Our tour guide Jeff seemed very much out of place for a guy holding such a high corporate title as Associate Producer. His personality type fit that more of a geeky IT gamer then a corporate hardass. During the tour he told us that after 11 years with Nintendo he was leaving soon for a much smaller company. I think this would probably be a good thing as it seems like he needs to get out of the office a little more.

The highlights of the tour included an awesome glass case display of Nintendo game systems, a demo showroom floor to help vendors showcase Nintendo products, and of course last but not least the Nintendo employee store. There were a couple things that bothered me durning the tour. One was the pictures of land that Nintendo owned. In the Windleverse ownership is not a well understood concept anyway but why we allow corporate entities that could possibly live forever to own something as valuable as land is beond me. Not that I’m naive enough to think that this sort of thing doesn’t go on all the time, it’s just something that bothers me. The other thing that bothered me was the secrecy surrounding everything there. It’s one thing to protect yourself from piracy by implementing some simple security measures but it’s quite another to hide information. The leaking of information is only going to lead to hype about the product thus improving sales when it is finally released.

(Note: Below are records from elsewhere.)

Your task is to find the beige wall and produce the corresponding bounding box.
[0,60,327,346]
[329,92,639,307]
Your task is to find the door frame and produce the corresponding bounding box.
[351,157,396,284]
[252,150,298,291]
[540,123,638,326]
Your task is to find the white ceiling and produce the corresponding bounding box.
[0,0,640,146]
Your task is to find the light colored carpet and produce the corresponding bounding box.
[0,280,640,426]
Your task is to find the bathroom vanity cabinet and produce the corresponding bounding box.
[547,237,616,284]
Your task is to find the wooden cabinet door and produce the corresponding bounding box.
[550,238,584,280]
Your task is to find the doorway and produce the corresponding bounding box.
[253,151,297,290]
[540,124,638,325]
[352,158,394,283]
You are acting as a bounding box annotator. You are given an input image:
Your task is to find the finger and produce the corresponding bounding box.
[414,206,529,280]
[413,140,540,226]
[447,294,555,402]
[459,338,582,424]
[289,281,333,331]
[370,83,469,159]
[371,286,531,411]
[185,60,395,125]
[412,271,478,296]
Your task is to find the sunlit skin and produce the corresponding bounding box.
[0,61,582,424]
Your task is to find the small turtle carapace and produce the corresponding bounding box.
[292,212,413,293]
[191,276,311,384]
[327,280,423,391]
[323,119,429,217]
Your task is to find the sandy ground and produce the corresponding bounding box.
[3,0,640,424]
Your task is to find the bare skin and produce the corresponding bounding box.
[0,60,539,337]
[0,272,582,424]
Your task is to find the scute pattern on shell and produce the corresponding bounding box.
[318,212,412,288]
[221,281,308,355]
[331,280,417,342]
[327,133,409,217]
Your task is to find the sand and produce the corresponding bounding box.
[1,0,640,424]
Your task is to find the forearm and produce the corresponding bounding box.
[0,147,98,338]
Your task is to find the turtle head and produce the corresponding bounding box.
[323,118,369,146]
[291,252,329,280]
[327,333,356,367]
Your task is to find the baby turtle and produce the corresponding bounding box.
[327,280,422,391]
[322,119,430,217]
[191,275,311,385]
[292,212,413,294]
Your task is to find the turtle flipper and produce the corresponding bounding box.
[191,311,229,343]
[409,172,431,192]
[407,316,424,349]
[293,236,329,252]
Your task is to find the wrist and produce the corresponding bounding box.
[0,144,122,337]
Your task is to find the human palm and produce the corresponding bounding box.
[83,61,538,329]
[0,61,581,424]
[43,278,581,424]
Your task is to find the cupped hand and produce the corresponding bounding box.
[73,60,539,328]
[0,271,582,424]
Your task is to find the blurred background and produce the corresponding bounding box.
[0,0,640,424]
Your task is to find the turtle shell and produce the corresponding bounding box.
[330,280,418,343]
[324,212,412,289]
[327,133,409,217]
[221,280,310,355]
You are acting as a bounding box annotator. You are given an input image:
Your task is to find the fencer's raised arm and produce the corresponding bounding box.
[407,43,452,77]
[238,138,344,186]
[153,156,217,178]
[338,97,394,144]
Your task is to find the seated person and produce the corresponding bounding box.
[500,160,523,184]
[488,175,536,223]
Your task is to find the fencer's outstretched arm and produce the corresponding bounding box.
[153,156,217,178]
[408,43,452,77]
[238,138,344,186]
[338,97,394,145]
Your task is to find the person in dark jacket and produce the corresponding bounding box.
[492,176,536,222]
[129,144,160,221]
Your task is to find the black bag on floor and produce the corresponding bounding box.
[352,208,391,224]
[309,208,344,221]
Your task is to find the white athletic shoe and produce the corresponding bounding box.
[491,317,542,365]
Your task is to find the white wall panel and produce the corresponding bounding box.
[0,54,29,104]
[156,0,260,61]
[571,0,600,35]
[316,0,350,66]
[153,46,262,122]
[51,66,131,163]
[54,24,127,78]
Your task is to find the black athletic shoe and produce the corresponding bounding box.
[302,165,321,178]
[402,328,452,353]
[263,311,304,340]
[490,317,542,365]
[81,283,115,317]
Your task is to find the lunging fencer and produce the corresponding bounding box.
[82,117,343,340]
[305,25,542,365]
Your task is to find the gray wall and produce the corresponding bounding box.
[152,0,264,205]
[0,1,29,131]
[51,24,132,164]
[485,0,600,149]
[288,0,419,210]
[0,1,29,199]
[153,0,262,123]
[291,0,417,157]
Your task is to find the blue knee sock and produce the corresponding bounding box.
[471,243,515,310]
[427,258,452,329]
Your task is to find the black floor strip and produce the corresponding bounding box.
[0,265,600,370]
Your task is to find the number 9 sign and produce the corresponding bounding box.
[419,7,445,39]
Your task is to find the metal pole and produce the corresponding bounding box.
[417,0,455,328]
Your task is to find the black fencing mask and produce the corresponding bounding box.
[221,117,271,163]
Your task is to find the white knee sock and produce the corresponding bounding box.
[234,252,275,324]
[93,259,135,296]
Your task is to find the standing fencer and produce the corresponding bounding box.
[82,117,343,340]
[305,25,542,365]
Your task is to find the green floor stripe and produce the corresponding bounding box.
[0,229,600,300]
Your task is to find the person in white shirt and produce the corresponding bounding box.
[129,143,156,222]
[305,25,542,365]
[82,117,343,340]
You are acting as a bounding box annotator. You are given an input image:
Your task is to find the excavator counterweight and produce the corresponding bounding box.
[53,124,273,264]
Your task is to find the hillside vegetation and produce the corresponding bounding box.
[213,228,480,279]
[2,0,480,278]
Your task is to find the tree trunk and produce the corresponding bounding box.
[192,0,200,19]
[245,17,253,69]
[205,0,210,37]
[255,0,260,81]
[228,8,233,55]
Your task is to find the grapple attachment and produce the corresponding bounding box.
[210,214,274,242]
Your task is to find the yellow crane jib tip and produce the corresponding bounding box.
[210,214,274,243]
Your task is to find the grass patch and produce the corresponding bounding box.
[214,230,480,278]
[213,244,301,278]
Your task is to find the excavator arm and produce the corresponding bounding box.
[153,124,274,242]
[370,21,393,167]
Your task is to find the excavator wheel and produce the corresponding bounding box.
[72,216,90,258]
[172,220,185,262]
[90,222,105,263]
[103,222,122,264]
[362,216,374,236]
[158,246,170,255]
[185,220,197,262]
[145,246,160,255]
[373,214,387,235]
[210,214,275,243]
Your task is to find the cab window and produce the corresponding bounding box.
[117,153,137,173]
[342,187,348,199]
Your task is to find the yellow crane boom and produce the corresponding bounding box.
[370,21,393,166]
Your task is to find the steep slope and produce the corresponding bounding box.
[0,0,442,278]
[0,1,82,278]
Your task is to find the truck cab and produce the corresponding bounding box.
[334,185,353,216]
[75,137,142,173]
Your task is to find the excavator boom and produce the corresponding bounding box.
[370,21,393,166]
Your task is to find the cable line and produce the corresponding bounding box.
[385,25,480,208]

For those of you interested I did ask Jeff a little about the Nintendo Revolution which I will provide commentary on in episode 10 of n37radio’s the hardware show.

2005-10-12

Lossy Codecs are Destroying The World’s Media.

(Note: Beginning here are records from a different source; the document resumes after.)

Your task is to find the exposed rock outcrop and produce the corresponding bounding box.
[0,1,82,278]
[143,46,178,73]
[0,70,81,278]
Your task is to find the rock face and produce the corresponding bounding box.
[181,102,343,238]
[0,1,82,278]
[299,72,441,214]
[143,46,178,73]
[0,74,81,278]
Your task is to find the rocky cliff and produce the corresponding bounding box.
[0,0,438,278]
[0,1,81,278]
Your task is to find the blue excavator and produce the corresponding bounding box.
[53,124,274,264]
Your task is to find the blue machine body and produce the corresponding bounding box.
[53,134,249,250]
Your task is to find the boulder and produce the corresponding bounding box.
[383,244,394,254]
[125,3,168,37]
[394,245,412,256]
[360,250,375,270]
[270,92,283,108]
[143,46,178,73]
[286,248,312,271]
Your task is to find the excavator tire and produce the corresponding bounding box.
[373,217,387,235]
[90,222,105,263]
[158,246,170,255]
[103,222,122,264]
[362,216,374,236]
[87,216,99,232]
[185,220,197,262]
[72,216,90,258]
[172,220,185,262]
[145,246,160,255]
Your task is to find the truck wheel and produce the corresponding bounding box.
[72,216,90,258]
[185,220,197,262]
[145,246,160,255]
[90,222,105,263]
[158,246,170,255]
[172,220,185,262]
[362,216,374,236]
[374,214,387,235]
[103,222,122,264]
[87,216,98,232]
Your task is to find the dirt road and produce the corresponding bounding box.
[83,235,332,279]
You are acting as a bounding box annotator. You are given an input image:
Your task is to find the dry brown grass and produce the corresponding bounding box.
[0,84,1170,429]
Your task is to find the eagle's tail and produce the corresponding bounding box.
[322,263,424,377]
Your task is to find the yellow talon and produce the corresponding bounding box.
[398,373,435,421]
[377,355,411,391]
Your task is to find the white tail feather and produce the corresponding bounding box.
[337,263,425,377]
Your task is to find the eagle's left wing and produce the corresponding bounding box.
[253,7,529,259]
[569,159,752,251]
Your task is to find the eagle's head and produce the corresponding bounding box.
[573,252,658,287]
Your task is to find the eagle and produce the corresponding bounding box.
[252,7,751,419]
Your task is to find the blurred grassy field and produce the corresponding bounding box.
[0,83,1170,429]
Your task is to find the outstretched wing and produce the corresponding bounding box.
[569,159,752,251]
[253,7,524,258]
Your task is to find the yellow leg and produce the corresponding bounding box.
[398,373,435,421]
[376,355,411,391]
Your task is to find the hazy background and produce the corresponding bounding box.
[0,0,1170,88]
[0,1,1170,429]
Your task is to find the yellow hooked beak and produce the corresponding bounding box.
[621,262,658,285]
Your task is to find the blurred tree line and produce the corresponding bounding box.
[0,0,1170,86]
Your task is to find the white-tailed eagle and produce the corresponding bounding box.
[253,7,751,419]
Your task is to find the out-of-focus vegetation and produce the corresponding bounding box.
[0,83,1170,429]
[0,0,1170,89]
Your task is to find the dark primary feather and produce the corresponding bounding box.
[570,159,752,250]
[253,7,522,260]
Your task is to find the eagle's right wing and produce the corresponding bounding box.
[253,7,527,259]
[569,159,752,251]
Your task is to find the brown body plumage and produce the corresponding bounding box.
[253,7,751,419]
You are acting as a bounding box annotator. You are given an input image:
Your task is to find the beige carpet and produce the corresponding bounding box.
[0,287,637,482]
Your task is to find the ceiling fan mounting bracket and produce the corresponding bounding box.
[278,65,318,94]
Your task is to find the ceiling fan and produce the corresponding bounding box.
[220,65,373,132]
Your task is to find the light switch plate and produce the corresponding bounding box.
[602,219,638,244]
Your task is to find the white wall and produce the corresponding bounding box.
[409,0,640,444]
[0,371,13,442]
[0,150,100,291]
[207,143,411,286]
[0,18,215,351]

Filed under: Codecs — Mr Windle @ 03:48

In the windleverse we have done away with lossy codes for the most part. People have realized that more then enough loss takes place when capturing analog signals in a digital form that loosing even more from the file format is not desirable. The people of earth have not yet come to grips with their choices.

In the windleverse we not only have a high speed global wireless network but a massive decentralized storage system. All content is stored in a lossless format which everyone can have access to. Some high resolution video is still streamed in a lossy format to conserve bandwidth but all audio and still picture formats are streamed in lossless. No digital media is ever archived in a lossy format.

The amount of lossy media that is consumed in the real world disturbs and worries me. We are slowly locking ourselfs into media formats that are quickly outdated even if people like to pretend they are not. The MP3 format is a perfect example of an outdated codec still in strong use today.

Lossless codecs are different in that nothing is thrown away. When a new lossless codec comes out you can always decompress and recompress with the new codec without any loss to your orginal file. Once compressed with a lossy codec you are forever doomed to that format.

So please stop using lossy formats for archiving and stop buying lossy media. You are only dooming yourselfs.

2005-10-05

Nintendo Gameboy Micro

Filed under: Hardware — Mr Windle @ 07:03

I am now the proud owner of a gameboy micro (the black model of course). In the windleverse we test all products using the smash head model. In such each product is repetitively smashed into a human skull until either the product or the skull break. If the skull breaks first the product is considered to have passed the smash head test and is worthy of future use. The gameboy micro comes very close to passing these standards.